Proposta prevê equivalência entre Serviço de Inspeção Estadual e Estados do Consórcio Amazônia Legal

DA REDAÇÃO

7 de Junho de 2018 às 09:35

MERCADO:Laerte Gomes apresenta projeto de livre comércio entre empresas que possuam o SIE

FOTO: (ALE/RO)

O deputado Laerte Gomes (PSDB) é autor do projeto de lei que autoriza o Poder Executivo a reconhecer a equivalência do Serviço de Inspeção Estadual (SIE) de produtos de origem animal e dos Estados membros do Consórcio Interestadual de Desenvolvimento Sustentável da Amazônia Legal.

 

Segundo o líder do governo na Assembleia Legislativa, trata-se de construir a possibilidade do livre comércio às empresas que possuem o SIE, cada uma referente ao seu Estado.

 

“Rondônia, por exemplo, integra o Consórcio Amazônia Legal e poderia vender todos seus produtos de origem animal como carne, queijo, mel, aos demais Estados que compõem o consórcio como o Acre, Amapá, Amazonas, Maranhão, Mato Grosso, Pará, Roraima e Tocantins, apenas se valendo do seu SIE, assim como esses Estados poderiam vender para Rondônia”, explicou o deputado.

 

Com base na propositura do parlamentar, as empresas não precisariam “correr atrás” do Sistema Brasileiro de Inspeção de Produtos de Origem Animal (Sisbi-POA) e do Serviço de Inspeção Federal (SIF).

 

“Com essa ideia as empresas teriam um mercado muito mais amplo de venda, abrindo um novo horizonte comercial aos produtores de Rondônia”, enfatizou Laerte Gomes.

 

O projeto, segundo o deputado, é um modelo que já existe em Estados como Santa Catarina e Rio Grande do Sul.

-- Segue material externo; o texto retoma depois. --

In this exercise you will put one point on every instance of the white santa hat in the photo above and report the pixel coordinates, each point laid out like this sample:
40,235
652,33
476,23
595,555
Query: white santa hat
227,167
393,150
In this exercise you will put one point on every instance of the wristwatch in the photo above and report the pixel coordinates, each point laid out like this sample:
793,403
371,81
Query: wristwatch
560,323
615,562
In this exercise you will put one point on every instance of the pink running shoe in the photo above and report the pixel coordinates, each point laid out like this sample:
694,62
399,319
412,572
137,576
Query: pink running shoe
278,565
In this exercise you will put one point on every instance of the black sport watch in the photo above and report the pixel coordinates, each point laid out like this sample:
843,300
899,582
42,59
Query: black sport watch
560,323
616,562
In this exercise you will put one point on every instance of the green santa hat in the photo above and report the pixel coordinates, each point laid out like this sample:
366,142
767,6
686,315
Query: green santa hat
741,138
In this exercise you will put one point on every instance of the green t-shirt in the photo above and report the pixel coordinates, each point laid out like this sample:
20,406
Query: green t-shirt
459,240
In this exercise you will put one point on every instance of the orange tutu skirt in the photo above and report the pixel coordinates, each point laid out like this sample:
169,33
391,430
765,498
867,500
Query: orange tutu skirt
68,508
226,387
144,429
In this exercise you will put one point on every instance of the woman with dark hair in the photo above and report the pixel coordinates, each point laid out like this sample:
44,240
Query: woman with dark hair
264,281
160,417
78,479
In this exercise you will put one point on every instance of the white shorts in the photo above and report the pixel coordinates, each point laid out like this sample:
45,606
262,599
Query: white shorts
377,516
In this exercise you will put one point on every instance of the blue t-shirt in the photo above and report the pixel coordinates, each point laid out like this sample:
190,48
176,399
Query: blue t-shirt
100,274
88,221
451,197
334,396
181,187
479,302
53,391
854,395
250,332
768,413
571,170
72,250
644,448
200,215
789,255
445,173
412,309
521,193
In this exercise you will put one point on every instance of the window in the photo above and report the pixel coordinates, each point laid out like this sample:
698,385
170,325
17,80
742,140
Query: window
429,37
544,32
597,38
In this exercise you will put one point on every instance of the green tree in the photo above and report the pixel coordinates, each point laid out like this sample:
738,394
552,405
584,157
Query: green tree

De acordo com o parlamentar, sugerir que o governo de Rondônia faça o mesmo é uma forma de fomentar a ampliação de mercado para as empresas de produtos e subprodutos de origem animal, propiciando ao consumidor, a maior oferta de produtos com qualidade e características regionais e culturais.

 

Laerte defende que, com a agregação de valor a ampliação de mercado acarretará aos produtos de origem animal dos Estados, membros do Consórcio, consequentemente, aumentará a renda para o setor produtivo de cada Estado, individualmente.

 

“É mais receita para o Estado e mais renda para o produtor e sua família”, definiu Laerte Gomes.